Some adaptations in human beings that have been studied include:

  • Oculocutaneous albinism, a genetic defect, is causing the body’s inability to produce melanin pigment and light-sensitive eyes and skin. This adaptation protects against sunburn and increases chances of survival by keeping these areas more relaxed than they would be without pigment.


  • Nystagmus, the rapid movement of both eyeballs, back and forth. People with this condition can distinguish motion better than people who do not move their eyeballs at such speeds.


  • Lactose tolerance, or an ability to digest lactose, is more common among populations whose ancestors domesticated cattle for milk production; over time, humans developed mutations that caused them to digest lactose even after weaned from breastfeeding.
  • Male nipples are a vestigial trait leftover from early mammals whose offspring were nursed even after gender differentiation.
  • Hairlessness, not only of the skin but also of body hair, provides thermoregulation by keeping the body more relaxed in hot climates and warmer in cold ones. Several evolutionary theories explain why humans lost their fur; most likely, it was an adaptation to avoid getting eaten by predators (just like many African animals now).

No matter what adaptations you have gained through your ancestry, there is still room for change! Humans can pass along traits they’ve picked up through experience, too–for example, and studies show that people who do lots of cardiovascular exercises will make their children more fit. Like all living things, humans have adapted in ways both big and small throughout their history. Biologists define an adaptation as a trait that increases a species’ chance of survival and reproduction within its environment. Even if those traits aren’t the most helpful everywhere, they’re found.

Examples of Adaptation

Rhinoceros Beetle

Rhino beetles differ from their cousins in one significant respect; they can survive without water for days at a time. These beetles live in the southwestern United States, boiling during the summer. They dig deep tunnels below ground and wait for rainwater to filter down into them. When this happens, they come out of their burrows and mate before returning underground once more.

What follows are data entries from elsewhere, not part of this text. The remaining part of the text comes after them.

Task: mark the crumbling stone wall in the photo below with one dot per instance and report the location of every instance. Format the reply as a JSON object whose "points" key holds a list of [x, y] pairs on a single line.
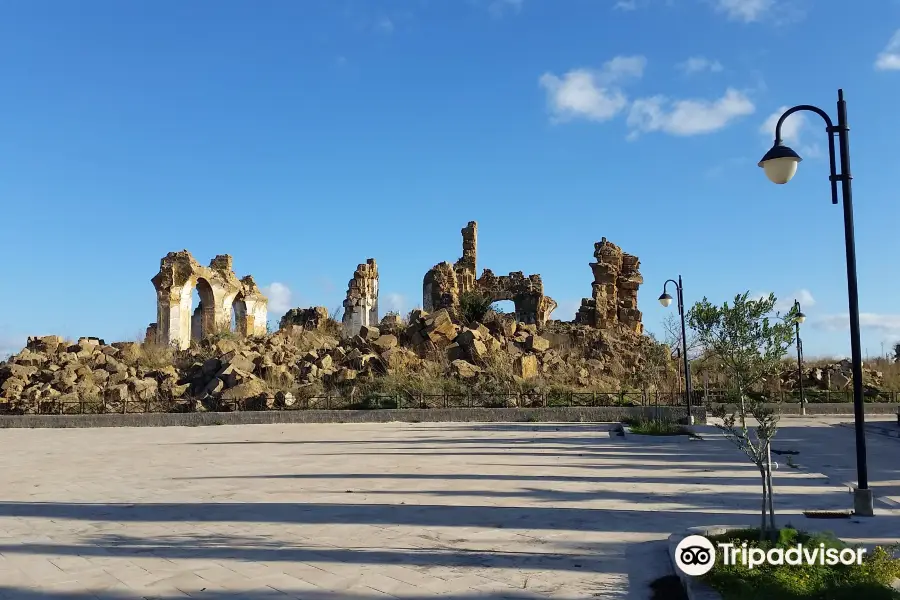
{"points": [[221, 294], [361, 304], [311, 318], [617, 278], [444, 283]]}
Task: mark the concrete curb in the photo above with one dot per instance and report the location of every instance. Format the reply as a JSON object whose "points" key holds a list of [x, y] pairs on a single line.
{"points": [[833, 409], [888, 431], [408, 415]]}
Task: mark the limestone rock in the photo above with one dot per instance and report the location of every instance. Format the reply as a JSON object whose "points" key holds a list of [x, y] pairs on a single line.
{"points": [[526, 366], [385, 342], [538, 344], [250, 388], [464, 369]]}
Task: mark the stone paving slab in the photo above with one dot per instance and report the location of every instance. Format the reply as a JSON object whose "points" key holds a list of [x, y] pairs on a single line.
{"points": [[322, 512]]}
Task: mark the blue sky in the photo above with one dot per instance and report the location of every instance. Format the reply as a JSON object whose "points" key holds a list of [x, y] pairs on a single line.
{"points": [[304, 137]]}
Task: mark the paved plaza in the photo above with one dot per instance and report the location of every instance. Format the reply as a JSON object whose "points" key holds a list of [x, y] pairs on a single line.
{"points": [[328, 512]]}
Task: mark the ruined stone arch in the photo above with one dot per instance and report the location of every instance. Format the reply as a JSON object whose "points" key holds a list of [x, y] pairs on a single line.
{"points": [[444, 283], [217, 285]]}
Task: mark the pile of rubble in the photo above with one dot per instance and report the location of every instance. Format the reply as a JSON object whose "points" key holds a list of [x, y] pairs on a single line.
{"points": [[302, 362], [837, 376]]}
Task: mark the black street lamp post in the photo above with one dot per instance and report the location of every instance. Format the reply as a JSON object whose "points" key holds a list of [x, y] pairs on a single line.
{"points": [[666, 300], [799, 318], [780, 165]]}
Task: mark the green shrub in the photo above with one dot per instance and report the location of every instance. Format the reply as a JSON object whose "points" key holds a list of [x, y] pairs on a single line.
{"points": [[644, 426], [869, 581]]}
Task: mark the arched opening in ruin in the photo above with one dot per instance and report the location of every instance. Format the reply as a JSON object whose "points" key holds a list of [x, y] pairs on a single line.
{"points": [[507, 307], [203, 310], [239, 315]]}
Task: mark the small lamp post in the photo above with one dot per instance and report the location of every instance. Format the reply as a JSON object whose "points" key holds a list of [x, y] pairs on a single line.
{"points": [[799, 318], [665, 299], [780, 165]]}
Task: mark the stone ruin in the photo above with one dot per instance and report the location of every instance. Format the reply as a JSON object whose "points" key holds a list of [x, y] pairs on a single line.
{"points": [[615, 288], [314, 317], [223, 298], [361, 303], [444, 283]]}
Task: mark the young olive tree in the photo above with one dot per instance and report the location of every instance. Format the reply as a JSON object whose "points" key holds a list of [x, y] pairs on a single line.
{"points": [[749, 340]]}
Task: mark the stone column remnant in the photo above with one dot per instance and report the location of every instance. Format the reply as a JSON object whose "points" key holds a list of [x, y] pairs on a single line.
{"points": [[220, 291], [444, 283], [361, 304], [466, 266], [614, 290]]}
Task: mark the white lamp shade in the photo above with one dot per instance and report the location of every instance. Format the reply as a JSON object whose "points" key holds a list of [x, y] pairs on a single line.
{"points": [[780, 170]]}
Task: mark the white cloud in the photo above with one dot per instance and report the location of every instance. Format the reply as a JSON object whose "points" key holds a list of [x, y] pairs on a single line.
{"points": [[744, 10], [592, 94], [687, 117], [889, 58], [882, 323], [392, 302], [699, 64], [384, 25], [279, 298]]}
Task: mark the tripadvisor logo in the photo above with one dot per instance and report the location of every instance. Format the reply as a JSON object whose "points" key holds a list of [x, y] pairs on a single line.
{"points": [[695, 555]]}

A bird’s beak is an adaptation that helps it survive in its environment. The shape of the beak determines what kind of food it eats, like nuts or seed pods. Nectar-feeding birds have long, thin bills to poke deep inside flowers, while other species have short thick accounts suitable for cracking open seeds with hard shells. Beaks may also change depending on what food is available. If a population of birds can no longer find its usual food, it may start eating something new and develop better beaks to help them access their nourishment.


Horned Lizard

The horned lizard has flattened horns, making them appear like antlers found on other animals. The lizard uses these spikes to fight or frighten predators by lunging at them with the horns extended forward. The shape of the horns gives the horned lizard an advantage in combat because they can strike faster than any other animal its size.


Kiwi Bird

The kiwi bird has a tiny beak, which can cause problems if there is an object inside its throat. The large egg the kiwi mother lays takes up almost its entire stomach, and it has to eat many times a day. It developed an esophagus to get around this problem, which makes sure food gets down quickly by moving back and forth in the kiwi’s neck when eating! Without this adaptation, the kiwi would starve because of its egg size.

Adaptation gives organisms like rhinoceros beetles, horned lizards, and birds in New Zealand unique features and behaviors to survive in its environment; sometimes, these adaptations are not perfect.